By requests from Blueberry and jimrandomh, here's an expanded repost of my comment which was itself a repost of my email sent to decision-theory-workshop.
(Wait, I gotta take a breath now.)
A note on credit: I can only claim priority for the specific formalization offered here, which builds on Vladimir Nesov's idea of "ambient control", which builds on Wei Dai's idea of UDT, which builds on Eliezer's idea of TDT. I really, really hope to not offend anyone.
(Whew!)
Imagine a purely deterministic world containing a purely deterministic agent. To make it more precise, agent() is a Python function that returns an integer encoding an action, and world() is a Python function that calls agent() and returns the resulting utility value. The source code of both world() and agent() is accessible to agent(), so there's absolutely no uncertainty involved anywhere. Now we want to write an implementation of agent() that would "force" world() to return as high a value as possible, for a variety of different worlds and without foreknowledge of what world() looks like. So this framing of decision theory makes a subprogram try to "control" the output of a bigger program it's embedded in.
For example, here's Newcomb's Problem:
def world():
box1 = 1000
box2 = (agent() == 2) ? 0 : 1000000
return box2 + ((agent() == 2) ? box1 : 0)

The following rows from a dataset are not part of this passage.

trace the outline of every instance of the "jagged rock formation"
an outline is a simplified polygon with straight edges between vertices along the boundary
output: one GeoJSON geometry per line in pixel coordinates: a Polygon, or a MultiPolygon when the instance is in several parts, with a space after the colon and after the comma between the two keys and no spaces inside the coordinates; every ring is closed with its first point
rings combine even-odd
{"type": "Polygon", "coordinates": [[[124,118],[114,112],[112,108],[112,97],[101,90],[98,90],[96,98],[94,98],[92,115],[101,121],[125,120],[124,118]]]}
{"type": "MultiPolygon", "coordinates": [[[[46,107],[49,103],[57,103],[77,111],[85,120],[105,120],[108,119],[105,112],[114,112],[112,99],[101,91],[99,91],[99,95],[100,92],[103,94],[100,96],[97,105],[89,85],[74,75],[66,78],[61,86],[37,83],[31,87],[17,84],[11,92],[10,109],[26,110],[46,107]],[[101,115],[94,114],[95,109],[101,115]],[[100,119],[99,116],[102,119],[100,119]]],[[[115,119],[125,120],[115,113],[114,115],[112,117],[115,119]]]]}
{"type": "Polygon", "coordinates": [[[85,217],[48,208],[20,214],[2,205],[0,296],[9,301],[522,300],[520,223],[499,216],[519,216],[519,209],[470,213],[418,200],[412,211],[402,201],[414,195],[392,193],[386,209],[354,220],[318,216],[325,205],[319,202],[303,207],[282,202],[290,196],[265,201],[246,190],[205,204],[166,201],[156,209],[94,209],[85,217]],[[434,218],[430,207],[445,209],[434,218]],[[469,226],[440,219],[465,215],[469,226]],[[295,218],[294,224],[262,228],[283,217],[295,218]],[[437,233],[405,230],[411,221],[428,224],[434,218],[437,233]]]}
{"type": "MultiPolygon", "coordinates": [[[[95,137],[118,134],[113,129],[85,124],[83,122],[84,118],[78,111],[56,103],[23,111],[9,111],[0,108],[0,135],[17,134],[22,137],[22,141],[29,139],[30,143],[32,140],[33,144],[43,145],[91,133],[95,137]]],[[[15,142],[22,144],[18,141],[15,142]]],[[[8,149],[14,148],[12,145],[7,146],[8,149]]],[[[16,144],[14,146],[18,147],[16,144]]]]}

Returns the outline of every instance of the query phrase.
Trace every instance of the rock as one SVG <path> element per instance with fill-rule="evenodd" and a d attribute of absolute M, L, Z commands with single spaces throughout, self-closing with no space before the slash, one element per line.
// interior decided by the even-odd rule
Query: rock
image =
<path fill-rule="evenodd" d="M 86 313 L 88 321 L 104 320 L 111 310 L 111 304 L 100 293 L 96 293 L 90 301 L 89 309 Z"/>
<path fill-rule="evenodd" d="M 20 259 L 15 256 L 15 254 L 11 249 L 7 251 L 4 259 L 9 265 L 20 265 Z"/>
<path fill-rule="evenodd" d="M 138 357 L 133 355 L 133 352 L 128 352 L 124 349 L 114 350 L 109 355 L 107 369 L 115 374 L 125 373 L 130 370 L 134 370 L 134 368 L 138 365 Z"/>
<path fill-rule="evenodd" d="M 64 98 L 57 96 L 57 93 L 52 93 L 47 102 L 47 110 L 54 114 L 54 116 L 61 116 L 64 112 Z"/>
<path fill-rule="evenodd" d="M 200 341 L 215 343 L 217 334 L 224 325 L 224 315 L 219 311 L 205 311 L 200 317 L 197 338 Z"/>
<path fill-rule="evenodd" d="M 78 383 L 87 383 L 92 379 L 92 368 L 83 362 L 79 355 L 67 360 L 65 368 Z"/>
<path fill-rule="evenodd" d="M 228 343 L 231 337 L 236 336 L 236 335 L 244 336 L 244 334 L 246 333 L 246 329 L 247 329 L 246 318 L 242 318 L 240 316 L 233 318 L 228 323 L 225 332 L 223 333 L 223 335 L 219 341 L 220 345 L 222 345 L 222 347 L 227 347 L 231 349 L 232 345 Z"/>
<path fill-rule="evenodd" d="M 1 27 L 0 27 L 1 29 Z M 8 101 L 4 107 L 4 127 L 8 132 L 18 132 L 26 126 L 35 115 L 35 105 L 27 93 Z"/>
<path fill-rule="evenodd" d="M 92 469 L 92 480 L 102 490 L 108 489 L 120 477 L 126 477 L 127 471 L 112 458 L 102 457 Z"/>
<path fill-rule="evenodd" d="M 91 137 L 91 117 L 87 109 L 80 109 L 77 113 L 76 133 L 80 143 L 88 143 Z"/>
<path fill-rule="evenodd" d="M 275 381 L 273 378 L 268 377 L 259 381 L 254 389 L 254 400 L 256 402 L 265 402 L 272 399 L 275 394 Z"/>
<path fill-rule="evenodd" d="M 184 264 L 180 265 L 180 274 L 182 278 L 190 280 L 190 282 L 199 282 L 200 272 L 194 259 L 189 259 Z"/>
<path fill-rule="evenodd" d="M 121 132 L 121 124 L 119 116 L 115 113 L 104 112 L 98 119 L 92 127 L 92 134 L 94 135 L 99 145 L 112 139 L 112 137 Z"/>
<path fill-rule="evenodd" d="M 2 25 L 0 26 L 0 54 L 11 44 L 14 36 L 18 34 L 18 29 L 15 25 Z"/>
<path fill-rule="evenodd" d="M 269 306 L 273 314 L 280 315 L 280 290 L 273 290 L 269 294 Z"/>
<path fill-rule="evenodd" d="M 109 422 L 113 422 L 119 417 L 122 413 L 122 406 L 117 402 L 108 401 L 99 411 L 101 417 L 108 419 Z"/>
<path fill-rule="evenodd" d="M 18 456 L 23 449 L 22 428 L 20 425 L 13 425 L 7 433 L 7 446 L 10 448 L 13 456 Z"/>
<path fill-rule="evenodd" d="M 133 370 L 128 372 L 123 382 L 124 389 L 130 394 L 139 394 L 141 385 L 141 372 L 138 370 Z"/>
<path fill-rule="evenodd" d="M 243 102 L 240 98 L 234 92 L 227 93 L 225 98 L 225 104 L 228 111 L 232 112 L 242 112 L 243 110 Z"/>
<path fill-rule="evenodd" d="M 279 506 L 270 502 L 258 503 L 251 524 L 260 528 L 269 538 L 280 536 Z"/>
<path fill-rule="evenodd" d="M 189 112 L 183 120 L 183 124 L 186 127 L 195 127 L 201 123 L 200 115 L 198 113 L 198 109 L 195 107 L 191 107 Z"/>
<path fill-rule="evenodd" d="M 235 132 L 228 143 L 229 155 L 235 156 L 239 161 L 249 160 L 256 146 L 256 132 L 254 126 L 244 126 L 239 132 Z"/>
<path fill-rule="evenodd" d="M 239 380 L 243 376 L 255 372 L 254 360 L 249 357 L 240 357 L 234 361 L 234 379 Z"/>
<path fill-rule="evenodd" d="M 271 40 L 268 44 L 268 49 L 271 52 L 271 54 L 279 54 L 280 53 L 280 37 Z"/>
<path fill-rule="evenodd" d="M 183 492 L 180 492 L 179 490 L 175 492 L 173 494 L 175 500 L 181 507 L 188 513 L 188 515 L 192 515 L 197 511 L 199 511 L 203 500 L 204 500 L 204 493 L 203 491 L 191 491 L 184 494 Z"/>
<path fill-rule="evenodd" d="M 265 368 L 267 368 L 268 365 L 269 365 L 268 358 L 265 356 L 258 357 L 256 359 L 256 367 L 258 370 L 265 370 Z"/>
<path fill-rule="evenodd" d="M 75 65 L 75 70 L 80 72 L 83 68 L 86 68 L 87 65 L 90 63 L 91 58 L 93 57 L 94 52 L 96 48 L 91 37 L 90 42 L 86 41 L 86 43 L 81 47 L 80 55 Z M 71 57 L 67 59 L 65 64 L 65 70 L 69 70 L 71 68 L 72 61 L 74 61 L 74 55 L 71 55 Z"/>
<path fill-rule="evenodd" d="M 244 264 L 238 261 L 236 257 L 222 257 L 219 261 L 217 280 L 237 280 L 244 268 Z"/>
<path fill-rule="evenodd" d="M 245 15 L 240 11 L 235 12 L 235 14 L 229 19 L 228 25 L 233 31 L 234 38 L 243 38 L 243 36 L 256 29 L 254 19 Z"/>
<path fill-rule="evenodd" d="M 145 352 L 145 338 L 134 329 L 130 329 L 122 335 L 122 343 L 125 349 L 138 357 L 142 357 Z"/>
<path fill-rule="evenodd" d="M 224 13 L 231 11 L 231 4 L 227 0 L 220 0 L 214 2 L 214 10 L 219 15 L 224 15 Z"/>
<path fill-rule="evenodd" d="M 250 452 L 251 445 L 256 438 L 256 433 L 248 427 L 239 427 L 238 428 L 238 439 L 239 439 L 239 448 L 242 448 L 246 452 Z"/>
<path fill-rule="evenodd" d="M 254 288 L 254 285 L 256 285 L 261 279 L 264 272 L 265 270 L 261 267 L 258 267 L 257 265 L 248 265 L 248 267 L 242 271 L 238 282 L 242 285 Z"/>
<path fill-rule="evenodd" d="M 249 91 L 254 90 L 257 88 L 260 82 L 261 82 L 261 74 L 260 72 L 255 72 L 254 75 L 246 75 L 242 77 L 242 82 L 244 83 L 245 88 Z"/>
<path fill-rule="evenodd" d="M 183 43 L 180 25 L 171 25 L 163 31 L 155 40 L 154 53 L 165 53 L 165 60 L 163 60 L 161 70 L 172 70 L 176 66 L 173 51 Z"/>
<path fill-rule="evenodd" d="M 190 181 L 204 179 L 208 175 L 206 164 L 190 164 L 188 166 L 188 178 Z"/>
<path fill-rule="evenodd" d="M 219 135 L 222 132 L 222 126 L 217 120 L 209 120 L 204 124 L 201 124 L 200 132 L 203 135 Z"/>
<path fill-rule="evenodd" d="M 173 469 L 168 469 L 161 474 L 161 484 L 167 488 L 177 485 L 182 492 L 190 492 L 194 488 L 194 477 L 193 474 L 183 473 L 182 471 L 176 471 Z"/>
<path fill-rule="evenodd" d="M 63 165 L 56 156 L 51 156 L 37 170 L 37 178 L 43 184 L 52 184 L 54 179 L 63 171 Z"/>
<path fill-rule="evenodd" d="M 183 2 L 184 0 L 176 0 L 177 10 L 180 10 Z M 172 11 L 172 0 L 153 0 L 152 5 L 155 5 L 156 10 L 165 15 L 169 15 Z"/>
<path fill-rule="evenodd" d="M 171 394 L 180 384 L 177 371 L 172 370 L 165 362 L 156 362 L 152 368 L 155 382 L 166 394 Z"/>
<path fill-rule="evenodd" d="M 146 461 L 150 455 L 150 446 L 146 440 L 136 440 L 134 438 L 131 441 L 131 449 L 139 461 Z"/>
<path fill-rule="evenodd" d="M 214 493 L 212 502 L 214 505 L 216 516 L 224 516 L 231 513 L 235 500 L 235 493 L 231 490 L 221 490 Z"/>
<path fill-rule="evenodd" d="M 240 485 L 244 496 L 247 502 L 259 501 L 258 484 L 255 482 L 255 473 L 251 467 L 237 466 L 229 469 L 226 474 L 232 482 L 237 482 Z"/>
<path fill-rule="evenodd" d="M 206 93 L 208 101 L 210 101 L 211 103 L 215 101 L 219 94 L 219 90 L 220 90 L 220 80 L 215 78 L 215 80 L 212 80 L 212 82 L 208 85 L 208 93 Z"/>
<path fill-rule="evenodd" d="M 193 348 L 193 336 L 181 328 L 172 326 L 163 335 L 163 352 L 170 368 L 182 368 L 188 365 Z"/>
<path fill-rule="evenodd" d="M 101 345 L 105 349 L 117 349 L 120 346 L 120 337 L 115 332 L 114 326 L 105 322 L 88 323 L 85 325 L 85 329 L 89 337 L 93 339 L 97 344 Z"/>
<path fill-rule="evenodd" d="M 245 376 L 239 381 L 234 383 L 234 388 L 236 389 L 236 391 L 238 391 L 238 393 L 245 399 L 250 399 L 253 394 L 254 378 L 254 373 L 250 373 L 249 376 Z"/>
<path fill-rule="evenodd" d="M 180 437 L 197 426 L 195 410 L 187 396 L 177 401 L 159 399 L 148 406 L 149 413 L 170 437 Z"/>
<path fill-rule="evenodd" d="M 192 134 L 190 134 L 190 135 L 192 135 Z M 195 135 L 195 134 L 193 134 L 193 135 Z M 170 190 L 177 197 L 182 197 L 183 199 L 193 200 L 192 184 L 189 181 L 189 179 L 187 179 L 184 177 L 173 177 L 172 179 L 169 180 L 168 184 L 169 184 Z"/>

A possible algorithm for agent() may go as follows. Look for machine-checkable mathematical proofs, up to a specified max length, of theorems of the form "agent()==A implies world()==U" for varying values of A and U. Then, after searching for some time, take the biggest found value of U and return the corresponding A. For example, in Newcomb's Problem above there are easy theorems, derivable even without looking at the source code of agent(), that agent()==2 implies world()==1000 and agent()==1 implies world()==1000000.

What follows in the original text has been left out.